17. Take a scenic backroad trip through Newton County. You will be amazed at the beauty and wonder why you haven’t done this sooner. Ask our office staff for route suggestions. (Thank you for not trespassing on private lands.)
18. Enjoy a lazy lunch and hearty sandwich or salad on the front porch of the new BOC store. Our sandwiches are crafted from locally baked breads and slathered with all kinds of quality meats, cheeses and veggies. And, any sandwich can be turned into a salad. Munch one on our porch and watch the world go by!
19. Rock climb at Horseshoe Canyon Ranch on their fabulous rimrock, which is as beautiful to look at as it is cool to climb!

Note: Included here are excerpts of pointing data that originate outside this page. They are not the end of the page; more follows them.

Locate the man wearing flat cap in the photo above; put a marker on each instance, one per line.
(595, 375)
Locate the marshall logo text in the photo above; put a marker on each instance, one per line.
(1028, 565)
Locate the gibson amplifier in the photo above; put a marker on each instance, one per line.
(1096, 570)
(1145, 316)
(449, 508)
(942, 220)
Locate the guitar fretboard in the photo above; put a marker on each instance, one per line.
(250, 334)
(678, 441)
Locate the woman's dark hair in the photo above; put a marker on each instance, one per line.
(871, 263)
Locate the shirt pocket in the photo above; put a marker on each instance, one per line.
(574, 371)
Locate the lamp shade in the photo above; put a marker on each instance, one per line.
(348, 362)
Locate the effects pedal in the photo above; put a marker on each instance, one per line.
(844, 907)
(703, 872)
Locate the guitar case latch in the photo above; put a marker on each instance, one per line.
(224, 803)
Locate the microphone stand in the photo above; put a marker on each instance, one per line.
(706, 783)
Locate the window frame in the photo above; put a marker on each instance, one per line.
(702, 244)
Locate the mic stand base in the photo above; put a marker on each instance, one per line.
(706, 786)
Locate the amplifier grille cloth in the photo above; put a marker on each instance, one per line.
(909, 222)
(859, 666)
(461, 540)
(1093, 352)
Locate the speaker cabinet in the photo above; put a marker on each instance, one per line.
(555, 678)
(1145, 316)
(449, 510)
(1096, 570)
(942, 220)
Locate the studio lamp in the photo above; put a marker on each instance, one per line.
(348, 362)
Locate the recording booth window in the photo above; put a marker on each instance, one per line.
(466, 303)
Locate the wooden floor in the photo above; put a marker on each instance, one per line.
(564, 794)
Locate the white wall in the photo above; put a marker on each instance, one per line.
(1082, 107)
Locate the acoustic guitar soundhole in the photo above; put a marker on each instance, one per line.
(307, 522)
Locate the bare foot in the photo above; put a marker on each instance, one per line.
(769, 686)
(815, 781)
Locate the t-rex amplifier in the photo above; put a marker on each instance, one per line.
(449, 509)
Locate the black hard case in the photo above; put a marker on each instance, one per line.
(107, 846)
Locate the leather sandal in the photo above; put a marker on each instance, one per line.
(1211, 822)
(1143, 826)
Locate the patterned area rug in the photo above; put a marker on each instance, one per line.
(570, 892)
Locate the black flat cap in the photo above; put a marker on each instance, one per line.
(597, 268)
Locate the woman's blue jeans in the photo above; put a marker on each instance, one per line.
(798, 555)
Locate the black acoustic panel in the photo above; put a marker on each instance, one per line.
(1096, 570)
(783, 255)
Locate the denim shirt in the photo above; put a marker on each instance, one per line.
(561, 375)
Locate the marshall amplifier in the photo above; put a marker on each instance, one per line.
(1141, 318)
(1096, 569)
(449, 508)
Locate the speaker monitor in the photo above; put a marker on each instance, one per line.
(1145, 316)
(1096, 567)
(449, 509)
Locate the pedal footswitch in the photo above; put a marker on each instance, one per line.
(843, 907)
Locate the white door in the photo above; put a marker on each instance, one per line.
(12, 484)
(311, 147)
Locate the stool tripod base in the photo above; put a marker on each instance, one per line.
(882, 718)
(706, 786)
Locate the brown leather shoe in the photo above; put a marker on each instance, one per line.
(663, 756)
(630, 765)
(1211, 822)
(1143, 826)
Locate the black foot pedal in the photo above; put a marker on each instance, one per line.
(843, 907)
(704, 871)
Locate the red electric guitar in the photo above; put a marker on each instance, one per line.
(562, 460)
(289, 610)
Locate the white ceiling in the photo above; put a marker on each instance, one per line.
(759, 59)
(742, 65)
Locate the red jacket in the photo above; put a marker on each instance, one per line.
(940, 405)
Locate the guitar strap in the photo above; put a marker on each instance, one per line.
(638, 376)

20. Most Under-Rated Cure: SIT ON THE PORCH OF YOUR CABIN AND DO NOTHING! Simply sitting still and drinking in the sights and sounds of Buffalo River country can be one of the finest “activities” of all. And, having a favorite person at your side makes it all the more rewarding. 🙂
So, don’t despair, Buffalo River fans—there’s still plenty to do in the Ponca area until the government gets its act together. If we can help you with locating trailheads or directions to any of the restaurants and attractions listed, please don’t hesitate to call us at 800-221-5514.
NATIONAL FOREST SERVICE NOTE: At the time of this posting, national forest land in our area was still open. We personally visited accesses—including the Whitaker Point trailhead—and did not see any indication of closure. Should we learn of a closure, we will immediately amend this post accordingly.